Appendix E — Release and Local VSIX Testing
Debug80 should be tested as a packaged VS Code extension before it is published. Running from the Extension Development Host is useful during development, but it does not prove that the VSIX contains the compiled extension host, webview bundles, runtime dependencies, ROM resources, schemas, syntax files, and notices that a user receives.
The source-of-truth checklist lives in debug80/docs/release-process.md. This appendix summarizes
the expected flow for contributors.
Release principles
- Build release candidates from a clean commit on
main. - Keep runtime assembler dependencies in
dependencies, notdevDependencies. - Do not rely on globally installed
asm80,npm link, or sibling checkouts. - Rebuild the extension and webview output before packaging.
- Install and smoke-test the generated VSIX before marketplace publishing.
Local VSIX build
From the debug80 repository:
npm ci
npm run package:check
package:check runs type checks, the test suite, VSIX packaging, and package content verification.

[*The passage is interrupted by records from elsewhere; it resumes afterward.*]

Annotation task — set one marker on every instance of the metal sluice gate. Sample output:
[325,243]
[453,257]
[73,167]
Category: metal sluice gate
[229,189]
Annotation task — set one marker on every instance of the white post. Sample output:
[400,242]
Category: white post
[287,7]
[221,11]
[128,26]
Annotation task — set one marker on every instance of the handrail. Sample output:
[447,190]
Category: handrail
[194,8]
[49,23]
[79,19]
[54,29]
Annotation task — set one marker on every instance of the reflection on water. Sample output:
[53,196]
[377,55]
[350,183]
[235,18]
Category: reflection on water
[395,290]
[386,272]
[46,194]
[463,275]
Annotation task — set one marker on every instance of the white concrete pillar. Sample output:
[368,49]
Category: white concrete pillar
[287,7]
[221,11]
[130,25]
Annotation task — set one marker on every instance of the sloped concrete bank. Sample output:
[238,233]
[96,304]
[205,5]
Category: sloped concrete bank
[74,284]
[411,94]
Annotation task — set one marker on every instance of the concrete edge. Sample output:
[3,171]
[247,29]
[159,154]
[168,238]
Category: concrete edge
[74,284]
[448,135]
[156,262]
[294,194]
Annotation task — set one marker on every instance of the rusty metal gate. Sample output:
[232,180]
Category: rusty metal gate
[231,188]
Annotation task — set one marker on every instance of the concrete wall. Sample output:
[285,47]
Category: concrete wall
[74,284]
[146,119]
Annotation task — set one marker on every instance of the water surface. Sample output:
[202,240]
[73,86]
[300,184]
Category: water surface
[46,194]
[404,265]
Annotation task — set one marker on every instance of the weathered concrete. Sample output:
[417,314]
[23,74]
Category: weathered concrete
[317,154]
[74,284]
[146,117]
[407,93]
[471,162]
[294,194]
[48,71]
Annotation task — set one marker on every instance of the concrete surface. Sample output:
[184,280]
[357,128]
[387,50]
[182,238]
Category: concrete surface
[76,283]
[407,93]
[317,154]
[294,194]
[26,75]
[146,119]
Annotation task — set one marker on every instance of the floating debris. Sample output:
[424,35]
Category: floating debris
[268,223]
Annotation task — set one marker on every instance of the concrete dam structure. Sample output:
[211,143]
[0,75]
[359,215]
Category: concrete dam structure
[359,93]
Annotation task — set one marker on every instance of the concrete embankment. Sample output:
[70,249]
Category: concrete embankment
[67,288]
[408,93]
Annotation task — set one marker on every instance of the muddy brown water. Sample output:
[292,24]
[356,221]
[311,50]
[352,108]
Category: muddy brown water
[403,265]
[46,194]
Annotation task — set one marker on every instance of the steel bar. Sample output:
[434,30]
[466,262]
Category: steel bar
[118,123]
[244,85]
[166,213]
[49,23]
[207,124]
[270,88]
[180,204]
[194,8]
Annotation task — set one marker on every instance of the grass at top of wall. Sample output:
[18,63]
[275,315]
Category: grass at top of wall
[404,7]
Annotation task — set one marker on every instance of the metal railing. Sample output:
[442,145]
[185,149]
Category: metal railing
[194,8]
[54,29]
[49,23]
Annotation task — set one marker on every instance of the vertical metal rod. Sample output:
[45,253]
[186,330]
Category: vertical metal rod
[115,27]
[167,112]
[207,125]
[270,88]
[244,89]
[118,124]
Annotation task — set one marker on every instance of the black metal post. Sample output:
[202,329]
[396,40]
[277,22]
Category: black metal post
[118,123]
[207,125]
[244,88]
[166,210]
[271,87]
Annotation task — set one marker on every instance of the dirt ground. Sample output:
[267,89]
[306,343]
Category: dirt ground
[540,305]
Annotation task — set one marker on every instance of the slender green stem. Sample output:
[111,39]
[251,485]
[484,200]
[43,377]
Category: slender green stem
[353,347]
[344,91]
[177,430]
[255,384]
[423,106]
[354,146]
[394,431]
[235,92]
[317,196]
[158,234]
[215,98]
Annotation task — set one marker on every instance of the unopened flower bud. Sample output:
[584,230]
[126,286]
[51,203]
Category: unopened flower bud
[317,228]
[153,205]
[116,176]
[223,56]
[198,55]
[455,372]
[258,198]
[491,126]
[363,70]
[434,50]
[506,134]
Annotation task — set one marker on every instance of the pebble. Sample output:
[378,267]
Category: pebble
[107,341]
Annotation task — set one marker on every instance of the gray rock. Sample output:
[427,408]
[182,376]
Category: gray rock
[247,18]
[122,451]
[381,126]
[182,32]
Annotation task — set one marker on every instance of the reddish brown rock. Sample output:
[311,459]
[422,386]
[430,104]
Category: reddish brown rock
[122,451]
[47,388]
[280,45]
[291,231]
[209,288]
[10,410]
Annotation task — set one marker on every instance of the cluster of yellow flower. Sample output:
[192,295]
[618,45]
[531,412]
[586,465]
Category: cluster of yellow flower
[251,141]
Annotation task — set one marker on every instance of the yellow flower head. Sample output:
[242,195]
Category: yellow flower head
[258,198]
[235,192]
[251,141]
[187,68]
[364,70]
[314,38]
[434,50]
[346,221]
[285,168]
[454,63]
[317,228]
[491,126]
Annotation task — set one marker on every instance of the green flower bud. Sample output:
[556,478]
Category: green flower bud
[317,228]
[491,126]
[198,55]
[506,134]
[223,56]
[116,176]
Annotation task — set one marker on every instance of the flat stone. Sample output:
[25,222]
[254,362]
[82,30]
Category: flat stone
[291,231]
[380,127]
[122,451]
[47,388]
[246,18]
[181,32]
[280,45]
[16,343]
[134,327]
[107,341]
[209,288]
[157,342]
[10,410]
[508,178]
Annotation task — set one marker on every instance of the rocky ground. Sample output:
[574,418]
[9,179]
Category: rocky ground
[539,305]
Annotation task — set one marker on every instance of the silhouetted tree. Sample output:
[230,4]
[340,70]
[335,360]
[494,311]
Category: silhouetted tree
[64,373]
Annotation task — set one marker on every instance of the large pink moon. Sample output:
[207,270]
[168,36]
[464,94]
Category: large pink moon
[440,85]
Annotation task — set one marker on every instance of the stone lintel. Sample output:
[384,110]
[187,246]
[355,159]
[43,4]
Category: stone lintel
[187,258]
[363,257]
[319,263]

The generated file is written to the repository root, for example:
debug80-0.0.1.vsix
Install it into normal VS Code with:
code --install-extension debug80-0.0.1.vsix --force
Restart VS Code after installation, then open a real Debug80 project workspace.
Minimum manual smoke test
Before calling a VSIX candidate releasable, test:
- the Debug80 view appears under Run and Debug;
- an initialized project auto-starts;
- TEC-1G MON3 launch works;
- asm80 target assembly works;
- restart works;
- breakpoints work in included source files;
- register editing works while paused;
- memory editing works for RAM and ROM protection behavior is clear;
- audio starts muted and unmutes only after user interaction.
Package contents
npm run package:verify checks the VSIX manifest. The package must include:
out/resources/roms/schemas/syntaxes/node_modules/asm80README.mdLICENSEorLICENSE.txtTHIRD_PARTY_NOTICES.md
It must exclude development-only material such as src/, tests/, docs/, coverage/,
.github/, .vscode/, .fallow/, .claude/, and .cursor/.
Marketplace direction
Marketplace publishing should be the final step after local VSIX testing and CI gates pass. Until that process is fully automated, GitHub Releases are the safer place to attach pre-release VSIX candidates for manual testing.